A woman places electoral banners for the Likud party showing chairman and Israeli Prime Minister Benjamin Netanyahu in the southern Israeli city of Beersheva on September 15, 2019. 

The second Israeli parliamentary elections in five months are underway on Tuesday and will decide whether the nation's longest-serving prime minister, Benjamin Netanyahu, could stay in power.

Voting started at 7am local time (0400 GMT) Tuesday at 10,788 polling stations across the country and is due to end at 10pm (1900 GMT).

There are about 6.4 million Israeli citizens eligible to vote in the elections, according to the Central Election Committee, which oversees the elections.

Vying for 120 seats in the one-chamber parliament, or Knesset, are 29 parties, after two parties withdrew from the race over the past week. Opinion polls predict that about ten of them will pass the electoral threshold and make it into the Knesset.

Recent opinion polls show a razor tight race between Netanyahu's Likud party with about 32 seats and his main contender, former military chief Benny Gantz's Blue and White centrist party with a similar number of seats.

The unprecedented elections were called by Netanyahu after he failed to form a ruling coalition following the April ballot.

The closely-fought elections will decide whether Netanyahu will make it to a record-breaking fifth term or end his decade-long dominance in Israeli politics.

Netanyahu is a suspect in several criminal corruption cases and might face indictment after the elections.
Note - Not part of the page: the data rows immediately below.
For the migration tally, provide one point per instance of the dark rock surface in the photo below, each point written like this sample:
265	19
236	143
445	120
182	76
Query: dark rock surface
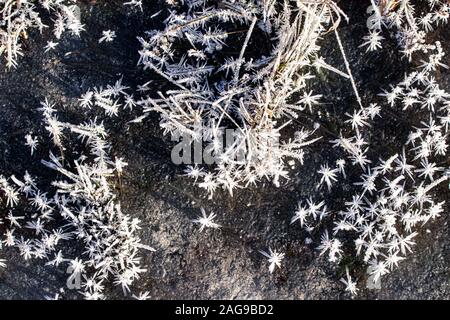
221	263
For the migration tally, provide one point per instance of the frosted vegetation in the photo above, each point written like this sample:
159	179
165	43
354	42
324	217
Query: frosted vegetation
258	93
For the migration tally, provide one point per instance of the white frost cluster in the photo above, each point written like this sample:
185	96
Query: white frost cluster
79	206
19	17
258	93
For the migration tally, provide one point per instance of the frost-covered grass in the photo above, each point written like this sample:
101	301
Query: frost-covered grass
218	76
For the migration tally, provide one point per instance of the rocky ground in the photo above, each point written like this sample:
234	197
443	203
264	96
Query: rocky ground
219	264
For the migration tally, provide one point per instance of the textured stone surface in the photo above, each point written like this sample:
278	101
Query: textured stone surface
214	263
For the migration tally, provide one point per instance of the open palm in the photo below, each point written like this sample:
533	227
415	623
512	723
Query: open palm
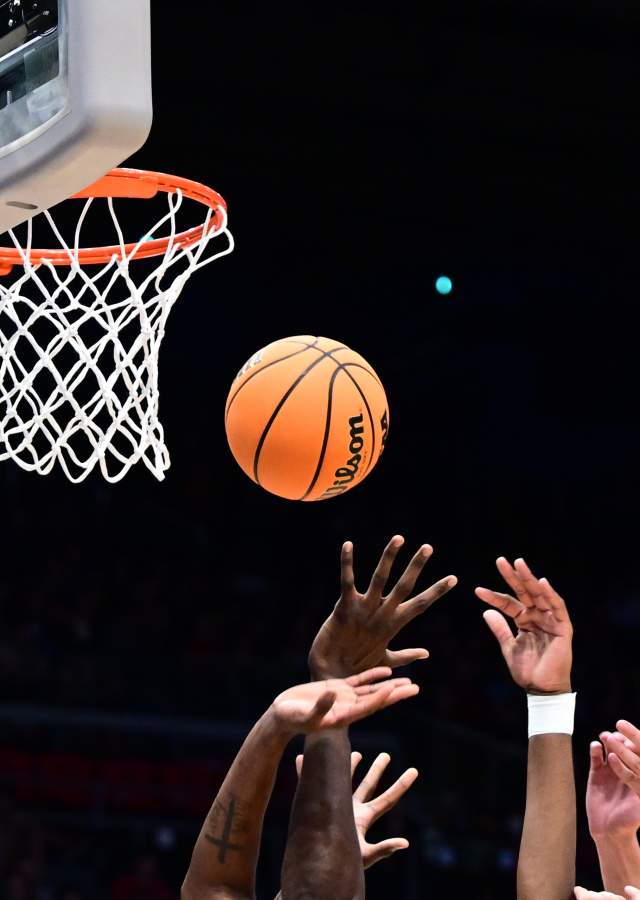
539	656
339	702
357	634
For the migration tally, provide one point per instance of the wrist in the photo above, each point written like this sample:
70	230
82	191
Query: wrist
616	838
551	713
563	688
325	669
275	730
337	737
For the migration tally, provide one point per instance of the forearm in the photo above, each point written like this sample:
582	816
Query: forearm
323	858
546	867
226	852
619	861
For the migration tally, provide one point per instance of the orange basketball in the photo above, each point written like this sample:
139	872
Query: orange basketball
307	418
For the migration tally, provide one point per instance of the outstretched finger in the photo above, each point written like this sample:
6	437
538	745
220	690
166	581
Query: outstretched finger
347	578
397	658
387	800
384	849
407	580
511	576
622	772
555	601
366	706
417	605
365	689
383	569
584	894
631	733
370	781
535	594
500	627
504	602
375	674
630	759
596	754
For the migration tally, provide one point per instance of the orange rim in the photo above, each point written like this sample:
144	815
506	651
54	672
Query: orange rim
134	184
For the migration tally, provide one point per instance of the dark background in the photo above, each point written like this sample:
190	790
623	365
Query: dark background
362	154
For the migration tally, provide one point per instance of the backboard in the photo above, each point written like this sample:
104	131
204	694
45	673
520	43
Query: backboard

Israel's Attorney General Avichai Mandelblit has recommended pressing criminal charges against him in three separate cases, pending a long-awaited hearing.

Alon Cohen, 34, told Xinhua at a polling station in Tel Aviv on Tuesday morning that he voted for the Likud. "I had a lot of deliberations this time but I decided to vote for the man I always vote for -- Netanyahu."

"The economic situation in Israel is not good, housing is expensive, food is expensive, education is expensive," said Cohen, father of a baby girl struggling to make ends meet.

"Netanyahu has failed to deal with the high living cost problem, but I believe he is the only one who can take care of Israel's security," he added.